5 Internet Safety Tips for Middle Schoolers



The Internet and social media can be a scary place for anyone. It is a whole world full of millions of websites, helpful and not so helpful. One mistaken click and a virus could invade your computer or some personal information could be taken without your consent. On the other hand, the Internet can be a wealth of knowledge, offer insightful advice and connect you with loved ones and friends. The key is to be careful and smart as to what you click on and who you speak to. Internet safety is important for any age, but it is extremely important for middle school students. Children change greatly through grades sixth through eighth. They enter the doors of middle school as elementary school students and leave as high schoolers. It is a time of growth, exploration and finding out more about who you are. These three years are also a time for learning and learning how to be safe in our world, including the digital world. Using the Internet and being on social media can be a lifeline for a social life to some students, but as always, there are some risks. Teaching your middle schooler to be safe on the Internet is essential. Share these tips below with your child to help them learn how to be safe online. 
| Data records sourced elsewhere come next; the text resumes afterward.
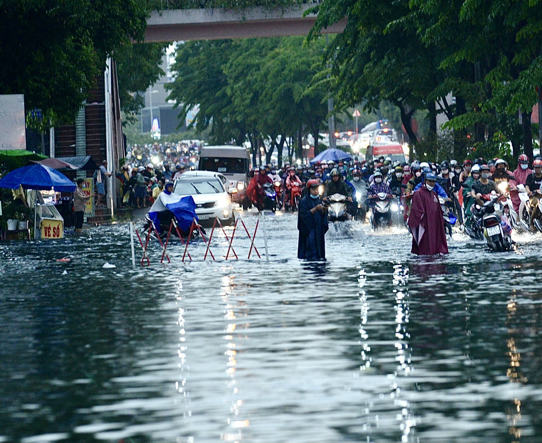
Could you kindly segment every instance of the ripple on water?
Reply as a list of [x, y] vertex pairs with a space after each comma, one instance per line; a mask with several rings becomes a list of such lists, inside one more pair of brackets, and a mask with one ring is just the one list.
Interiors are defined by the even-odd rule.
[[0, 443], [542, 435], [542, 236], [418, 257], [406, 230], [352, 222], [314, 263], [295, 214], [266, 223], [269, 262], [260, 230], [262, 259], [242, 232], [238, 260], [196, 242], [183, 263], [173, 241], [135, 269], [127, 224], [0, 244]]

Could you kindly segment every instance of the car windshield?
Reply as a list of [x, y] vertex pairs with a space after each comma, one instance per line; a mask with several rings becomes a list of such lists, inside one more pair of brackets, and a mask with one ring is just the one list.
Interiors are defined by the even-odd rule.
[[225, 191], [220, 180], [210, 178], [208, 180], [178, 181], [173, 192], [179, 195], [193, 195], [199, 194], [218, 194]]
[[214, 171], [222, 174], [242, 174], [246, 170], [244, 158], [227, 157], [204, 157], [199, 160], [199, 169], [202, 171]]

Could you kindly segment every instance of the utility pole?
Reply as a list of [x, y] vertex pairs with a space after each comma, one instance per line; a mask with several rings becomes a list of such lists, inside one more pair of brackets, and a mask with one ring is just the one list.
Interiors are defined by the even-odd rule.
[[[330, 37], [326, 34], [326, 46], [327, 46], [330, 44]], [[331, 67], [331, 62], [327, 62], [327, 67], [328, 68]], [[328, 73], [327, 78], [330, 78], [331, 75]], [[330, 98], [327, 99], [327, 113], [329, 114], [329, 117], [327, 119], [327, 125], [329, 126], [330, 129], [330, 149], [335, 149], [337, 148], [337, 143], [335, 141], [335, 116], [333, 115], [333, 108], [334, 108], [334, 105], [333, 104], [333, 98], [332, 95], [330, 95]], [[315, 140], [314, 143], [318, 143], [318, 134], [316, 134], [317, 139]]]

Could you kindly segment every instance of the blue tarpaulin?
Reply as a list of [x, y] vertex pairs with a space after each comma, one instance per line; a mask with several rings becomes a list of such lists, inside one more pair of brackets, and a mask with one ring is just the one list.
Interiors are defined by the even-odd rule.
[[73, 192], [77, 187], [62, 172], [40, 164], [19, 168], [0, 179], [0, 188], [17, 189], [20, 185], [24, 189], [53, 189], [59, 192]]
[[199, 221], [196, 214], [196, 203], [192, 196], [180, 198], [177, 194], [167, 195], [160, 192], [149, 211], [149, 217], [152, 220], [158, 232], [160, 232], [158, 213], [166, 210], [171, 211], [175, 216], [177, 224], [183, 232], [188, 232], [194, 219], [196, 222]]
[[318, 162], [321, 162], [322, 160], [325, 160], [326, 162], [333, 160], [337, 163], [339, 161], [344, 162], [345, 160], [350, 161], [352, 160], [352, 157], [349, 154], [347, 154], [344, 151], [341, 151], [340, 149], [326, 149], [325, 151], [322, 151], [312, 159], [311, 160], [311, 164], [314, 164]]

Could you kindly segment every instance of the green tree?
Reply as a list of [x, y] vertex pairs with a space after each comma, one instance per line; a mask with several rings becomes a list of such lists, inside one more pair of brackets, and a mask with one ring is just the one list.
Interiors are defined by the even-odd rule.
[[120, 106], [125, 118], [134, 120], [145, 104], [143, 92], [165, 73], [161, 67], [162, 57], [169, 43], [126, 43], [117, 49], [117, 62]]
[[142, 40], [145, 0], [0, 0], [0, 93], [23, 94], [42, 110], [35, 127], [73, 121], [105, 61]]

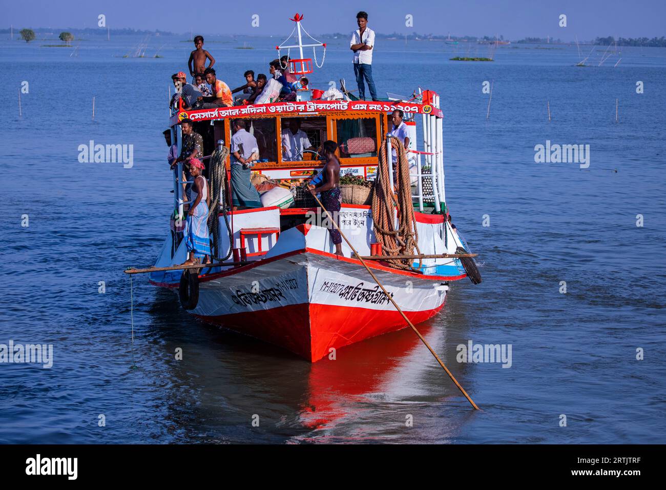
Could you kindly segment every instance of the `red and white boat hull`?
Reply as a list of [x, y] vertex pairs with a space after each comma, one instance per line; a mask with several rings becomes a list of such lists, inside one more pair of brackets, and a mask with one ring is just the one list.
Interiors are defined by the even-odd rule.
[[[452, 233], [448, 243], [441, 238], [442, 216], [419, 215], [417, 219], [422, 253], [455, 251], [458, 243]], [[261, 224], [278, 227], [280, 212], [264, 208], [238, 213], [234, 219], [234, 230]], [[350, 207], [342, 213], [342, 223], [360, 223], [348, 237], [362, 255], [369, 255], [369, 243], [374, 239], [371, 220], [366, 209]], [[238, 246], [237, 233], [234, 246]], [[326, 228], [299, 225], [282, 231], [275, 243], [262, 239], [266, 241], [264, 249], [268, 251], [261, 259], [242, 267], [230, 264], [228, 268], [202, 271], [198, 302], [190, 313], [206, 322], [284, 347], [312, 362], [332, 349], [407, 326], [361, 262], [350, 258], [349, 247], [343, 244], [344, 257], [331, 253], [334, 247]], [[229, 246], [228, 240], [226, 243]], [[258, 242], [248, 246], [254, 251]], [[158, 265], [184, 260], [182, 244], [173, 257], [169, 247], [167, 240]], [[437, 313], [444, 304], [448, 282], [466, 277], [452, 259], [424, 263], [425, 267], [417, 273], [367, 261], [413, 323]], [[180, 271], [156, 272], [151, 281], [177, 288], [180, 275]]]
[[[374, 266], [373, 272], [411, 321], [442, 309], [448, 287], [441, 281], [384, 269]], [[192, 313], [312, 362], [332, 349], [407, 326], [358, 261], [318, 250], [202, 277]]]

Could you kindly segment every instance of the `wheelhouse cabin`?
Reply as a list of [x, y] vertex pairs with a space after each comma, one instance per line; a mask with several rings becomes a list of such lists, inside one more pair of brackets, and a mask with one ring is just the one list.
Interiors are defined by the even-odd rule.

  1. Follow the Golden Rule – It doesn’t have to be the digital world to follow the golden rule, but it is very important. Teach your child that treating others the way you would like to be treated, with kindness and respect, is one of the best ways to stay away from being bullied. This won’t be the total fix, but research has proven that people who bully others online in return get bullied themselves. Prevent this from happening by following the golden rule in all forms of social media and social networking. 
  2. Never share your passwords – Create passwords with strong combinations of letters and numbers. Try to avoid using identifiable information, such as names or birthdates. Design a password that only the user will know. Also, remind your kids to never share their passwords with friends. Sharing passwords can sometimes lead to unnecessary conflicts. As the child’s parent, ask them to share their passwords with you only (some parents choose to monitor their children’s social media and online usage). Have a discussion with your child about the importance of protecting your passwords. 
  3. Manage privacy settings – All social media sites have privacy settings and parental controls. Walk through each site’s security options with your child and explain what the option does and why it should or shouldn’t be turned off/on. Keep email addresses, home address, phone number, date of birth and more away from the public eye. Keep in mind that when setting up accounts, privacy settings usually do not turn on by default. Users should immediately change them to their preference.
  4. Post Carefully – Never post personal information or inappropriate content on social media. Posting controversial messages can open the door for strangers and friends to take advantage of the social media user. Posts on social media instantly become public and, while they can be deleted, they are never fully erased from the world wide web. This can lead to unneeded drama that could ensue and/or put your child in a dangerous situation. A good rule of thumb is to teach your children to keep their content clean and not to post anything they wouldn’t want their parents, minister, teachers, etc. to see. If your child is receiving inappropriate content or sexual messages, instruct them to tell an adult. Then, together, you can work towards getting the police involved. You can also report the usage to CyberTipline.com. Lastly, don’t meet friends offline that you met online. Remind your child they may not be who they say they really are. 
  5. Verify someone’s identity if you have any concerns – Catfishing, the act of a person creating a fake online identity to manipulate someone, is prevalent online. A person, no matter their age, can fall victim to being catfished. However, there are ways to verify a user’s identity if you are suspicious. Search the person’s name on Google and do a reverse image Google search for their profile picture. If the person’s name shows up in multiple searches, there is a good chance that the profile is legitimate. With the profile pictures, be aware of stock images or the image appearing on multiple sites. Profile pictures are usually unique and only used for a few social media sites. Whenever in doubt, it is always best to block the user. Teaching your children this key feature will help them manage the digital world. 

The Internet can be a huge benefit to users. We have the whole world right at our fingertips. However, middle schoolers, and really children of all ages, need to understand the importance of using it safely. This only comes by being taught by trusted adults. By acting with caution and protecting themselves, children will be able to prevent the majority of possible conflicts and drama that happen on the web.